Виолончелист встал, побрел к окну (якобы задвинуть шторы. Или раздвинуть их пошире – бог его знает). И оказался в опасной близости от меня. И спустя несколько мгновений я почувствовала его легкие пальцы, коснувшиеся моих волос.

Начинается.

Но Олев Киви не вышел за рамки приличий: он терся у моих волос, как старый алкаш отирается у пивного ларька – в надежде, что ему перепадет пустая бутылка. Именно так. Надежда – вот что он хотел получить любой ценой. А мои измочаленные в угоду Алле Кодриной волосы эту надежду давали. Я прикрыла глаза и приготовилась к дальнейшему развитию событий.

– Armastatud…[10] О… Tutarlaps…[11] – наконец-то разродился горячий эстонский парень.

Прямо скажем, никакой «tutarlaps» я не была. «Plika»[12] – вот это мне подходило. Но Олеву Киви было глубоко плевать на этот совершенно очевидный факт. И пока его занимают мои волосы, самое время подумать о его покойной жене. Ее личность интересовала меня все больше и больше. Как, имея такую непритязательную, такую тусклую внешность, ей удалось заарканить мировую знаменитость с довольно сносным экстерьером? Вариант чумовой любовницы я отбросила сразу: чумовые любовницы, как правило, страдают нимфоманией и готовы отдаваться всем и каждому даже в антисанитарных условиях. А игра на музыкальном инструменте предполагает определенную долю целомудрия.

Или главным козырем Аллы Кодриной была именно ее асексуальность? Она не отвлекала муженька от четырехструнной подружки и всегда была на подхвате с чашкой горячего шоколада. Но по таким маловыразительным преданным женам забываешь справить даже поминки, не говоря уже о том, чтобы помнить их спустя год.

А Олев Киви помнил.
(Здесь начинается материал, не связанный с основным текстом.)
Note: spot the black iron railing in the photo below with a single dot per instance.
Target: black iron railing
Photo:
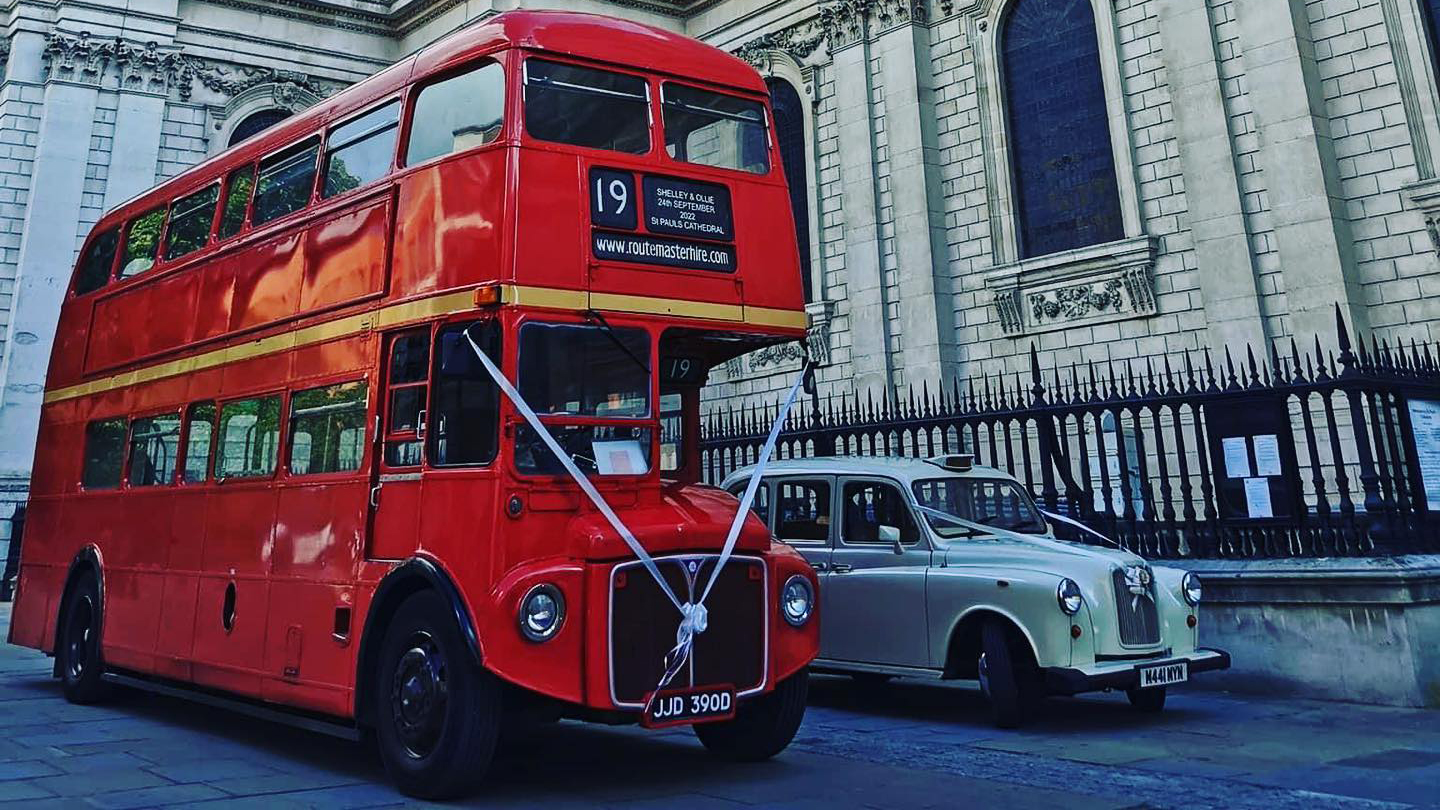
(1295, 454)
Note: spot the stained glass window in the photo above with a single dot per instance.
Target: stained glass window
(1066, 192)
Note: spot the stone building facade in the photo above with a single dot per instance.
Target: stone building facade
(1106, 179)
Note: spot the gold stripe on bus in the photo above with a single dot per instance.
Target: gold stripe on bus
(435, 306)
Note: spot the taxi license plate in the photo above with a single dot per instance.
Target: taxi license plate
(1164, 675)
(680, 706)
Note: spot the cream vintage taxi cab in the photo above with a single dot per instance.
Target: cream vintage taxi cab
(941, 568)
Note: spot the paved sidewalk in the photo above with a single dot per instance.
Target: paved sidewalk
(905, 745)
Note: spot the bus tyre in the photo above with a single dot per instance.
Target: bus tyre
(78, 646)
(1148, 701)
(437, 711)
(761, 728)
(1005, 678)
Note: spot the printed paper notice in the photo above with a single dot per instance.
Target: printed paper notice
(1257, 497)
(1267, 454)
(1237, 457)
(1424, 418)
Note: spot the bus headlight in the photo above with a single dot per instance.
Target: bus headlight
(1069, 595)
(797, 600)
(542, 613)
(1190, 588)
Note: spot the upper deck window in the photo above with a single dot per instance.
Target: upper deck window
(190, 221)
(97, 263)
(714, 128)
(285, 182)
(586, 107)
(141, 242)
(360, 150)
(460, 113)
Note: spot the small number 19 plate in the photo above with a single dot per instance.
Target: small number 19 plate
(680, 706)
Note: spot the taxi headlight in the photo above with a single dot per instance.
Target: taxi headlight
(1069, 595)
(1190, 588)
(542, 613)
(797, 600)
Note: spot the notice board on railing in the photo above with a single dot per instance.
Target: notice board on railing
(1252, 459)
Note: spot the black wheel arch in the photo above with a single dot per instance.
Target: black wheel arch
(962, 656)
(414, 575)
(85, 561)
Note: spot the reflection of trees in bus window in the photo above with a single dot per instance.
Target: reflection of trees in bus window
(586, 107)
(327, 428)
(199, 428)
(141, 241)
(249, 434)
(465, 401)
(104, 454)
(285, 182)
(714, 130)
(585, 371)
(97, 263)
(190, 221)
(154, 443)
(458, 113)
(236, 199)
(360, 152)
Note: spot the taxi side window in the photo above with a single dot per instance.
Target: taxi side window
(804, 510)
(869, 506)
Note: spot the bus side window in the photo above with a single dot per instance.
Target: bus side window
(141, 242)
(405, 399)
(104, 454)
(285, 182)
(458, 113)
(198, 441)
(327, 428)
(238, 188)
(154, 443)
(249, 437)
(97, 263)
(362, 150)
(465, 411)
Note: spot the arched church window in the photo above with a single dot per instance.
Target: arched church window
(789, 134)
(1066, 192)
(257, 121)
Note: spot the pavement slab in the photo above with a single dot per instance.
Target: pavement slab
(906, 744)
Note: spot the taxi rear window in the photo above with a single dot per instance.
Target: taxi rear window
(585, 107)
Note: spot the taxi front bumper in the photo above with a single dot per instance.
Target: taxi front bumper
(1126, 673)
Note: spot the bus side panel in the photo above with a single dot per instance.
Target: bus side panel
(448, 224)
(346, 257)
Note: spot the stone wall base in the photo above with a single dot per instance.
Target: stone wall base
(1364, 630)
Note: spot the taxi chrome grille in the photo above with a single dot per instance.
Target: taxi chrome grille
(1135, 606)
(642, 626)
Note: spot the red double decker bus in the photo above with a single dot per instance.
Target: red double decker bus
(388, 418)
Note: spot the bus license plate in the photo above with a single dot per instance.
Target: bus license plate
(680, 706)
(1164, 675)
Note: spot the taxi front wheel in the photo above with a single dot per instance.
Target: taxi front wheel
(762, 727)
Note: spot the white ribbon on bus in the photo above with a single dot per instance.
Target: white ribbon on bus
(694, 619)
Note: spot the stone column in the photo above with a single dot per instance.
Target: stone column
(869, 326)
(926, 300)
(1226, 273)
(1311, 225)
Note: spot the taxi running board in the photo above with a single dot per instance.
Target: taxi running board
(173, 689)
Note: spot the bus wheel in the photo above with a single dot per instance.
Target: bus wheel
(78, 646)
(761, 728)
(438, 712)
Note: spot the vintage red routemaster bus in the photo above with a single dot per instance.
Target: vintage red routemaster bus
(278, 464)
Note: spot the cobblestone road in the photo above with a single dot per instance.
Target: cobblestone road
(903, 745)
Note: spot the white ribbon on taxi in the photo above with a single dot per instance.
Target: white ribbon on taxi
(694, 619)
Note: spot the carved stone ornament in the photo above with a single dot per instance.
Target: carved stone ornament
(143, 68)
(1096, 284)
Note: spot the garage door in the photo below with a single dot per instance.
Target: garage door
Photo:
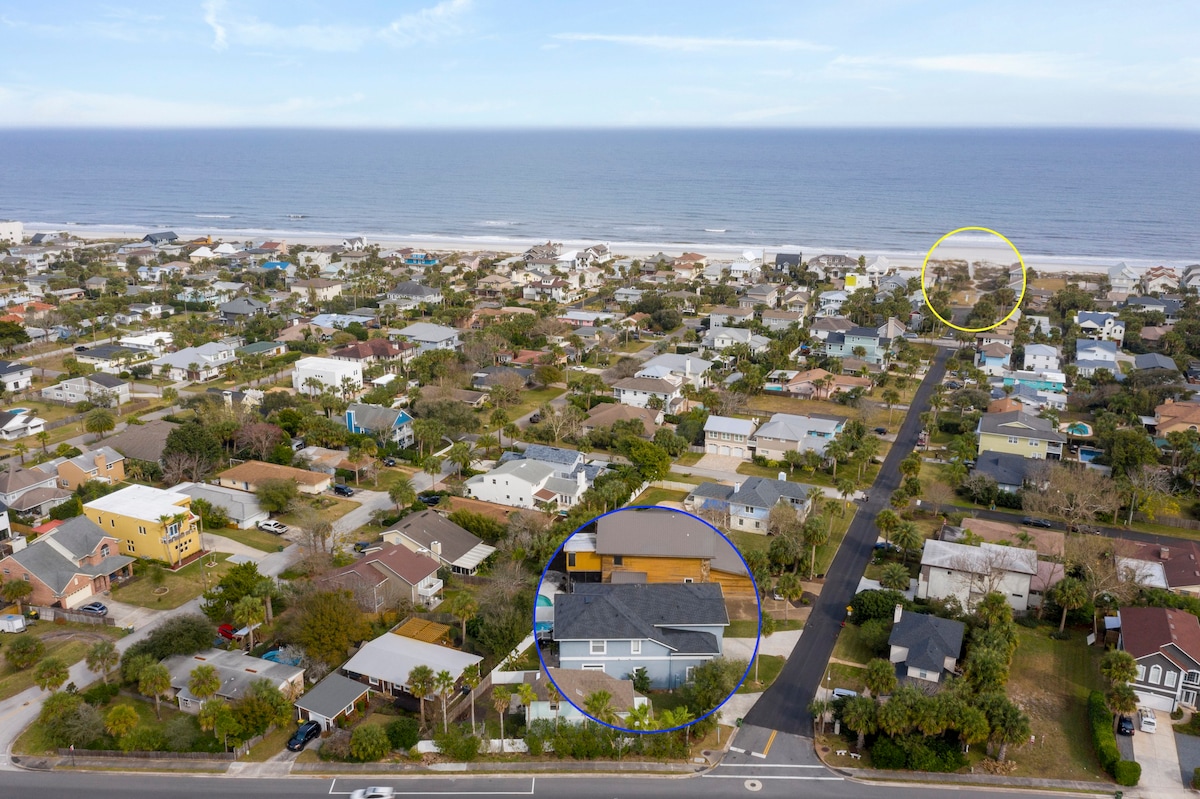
(1156, 701)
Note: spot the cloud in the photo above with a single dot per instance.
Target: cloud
(694, 43)
(1009, 65)
(425, 25)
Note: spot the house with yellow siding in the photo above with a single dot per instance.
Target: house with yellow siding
(1020, 433)
(149, 522)
(655, 545)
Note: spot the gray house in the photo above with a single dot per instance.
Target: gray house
(669, 629)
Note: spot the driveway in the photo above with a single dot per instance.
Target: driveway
(1159, 758)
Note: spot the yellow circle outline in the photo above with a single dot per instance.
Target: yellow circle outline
(1025, 280)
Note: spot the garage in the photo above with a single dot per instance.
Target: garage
(1156, 701)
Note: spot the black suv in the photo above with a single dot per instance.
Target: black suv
(306, 732)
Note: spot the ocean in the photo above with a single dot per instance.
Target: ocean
(1104, 194)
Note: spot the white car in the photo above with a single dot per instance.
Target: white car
(373, 793)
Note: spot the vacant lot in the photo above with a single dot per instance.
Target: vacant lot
(1050, 680)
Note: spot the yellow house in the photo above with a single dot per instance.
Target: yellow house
(150, 522)
(1020, 433)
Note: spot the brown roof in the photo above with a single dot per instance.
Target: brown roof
(1150, 630)
(258, 470)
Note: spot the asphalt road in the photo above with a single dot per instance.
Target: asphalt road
(784, 706)
(760, 780)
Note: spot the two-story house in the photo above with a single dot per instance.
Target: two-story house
(149, 522)
(667, 629)
(657, 545)
(1020, 433)
(70, 565)
(969, 572)
(785, 432)
(1165, 644)
(729, 437)
(388, 578)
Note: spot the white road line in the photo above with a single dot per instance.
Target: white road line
(767, 776)
(533, 782)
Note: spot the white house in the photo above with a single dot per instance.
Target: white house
(970, 574)
(1041, 358)
(527, 484)
(313, 374)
Ему и в голову не приходило забыть.

Неужели пресловутое родство душ, в которое я никогда не верила? Один шанс из тысячи?

Я поежилась. Но откуда обо всем этом узнал Стас?..

Перехватив руки Олева, я крепко сжала их запястья. Время, отпущенное мной на поощрение его безумств, закончилось. Он и сам понял это и снова разразился потоками извинений.

– Объясните мне, что происходит, Олев.

Киви отпрыгнул от меня с проворством блохи и метнулся в противоположный угол номера – за спасительной фляжкой.

– Хорошо… Когда я увидел вас сегодня… Вы сидели на том месте, где обычно сидела моя жена. Не рядом, не через кресло… Вы сидели именно там, где я впервые увидел ее… Три года назад.

Совсем нетрудно было это предположить, Олев Киви.

В ожидании развития сюжета я наблюдала за его глоткой, всасывающей виски: кадык эстонца ходил, как поршень, а мокрый подбородок слегка подрагивал.

– И ваше платье… Это ее любимый цвет. Красный…

И фасон, мысленно добавила я.

– Мне показалось… Мне показалось, что это она. А потом, когда я увидел вас в ресторане… Вы пили ее любимое вино…

– Простите… Я не знала. Но если бы знала – заказала бы себе что-нибудь другое. – Я была сама оскорбленная невинность.

– Вы не так меня поняли… Вы любили когда-нибудь? По-настоящему?

По-настоящему я любила только брюссельскую капусту, культпоходы по магазинам и духи «Aqua di Gio» и потому сочла за лучшее промолчать.

– Когда любишь по-настоящему, невозможно смириться с потерей, – забубнил эстонец. – И ты обречен на вечные поиски… И тебя всегда будет преследовать мысль, что ты просто опоздал на встречу и что тебя все еще ждут… В маленьком кафе… Где-нибудь на углу улицы Раху…

Эк куда тебя занесло, Олев Киви! Знавала я это кафе на улице Раху, самая обыкновенная забегаловка с выпечкой, тем более что кофе лучше всего варят в Старом городе… Похоже, ты видишь только то, что хочешь увидеть.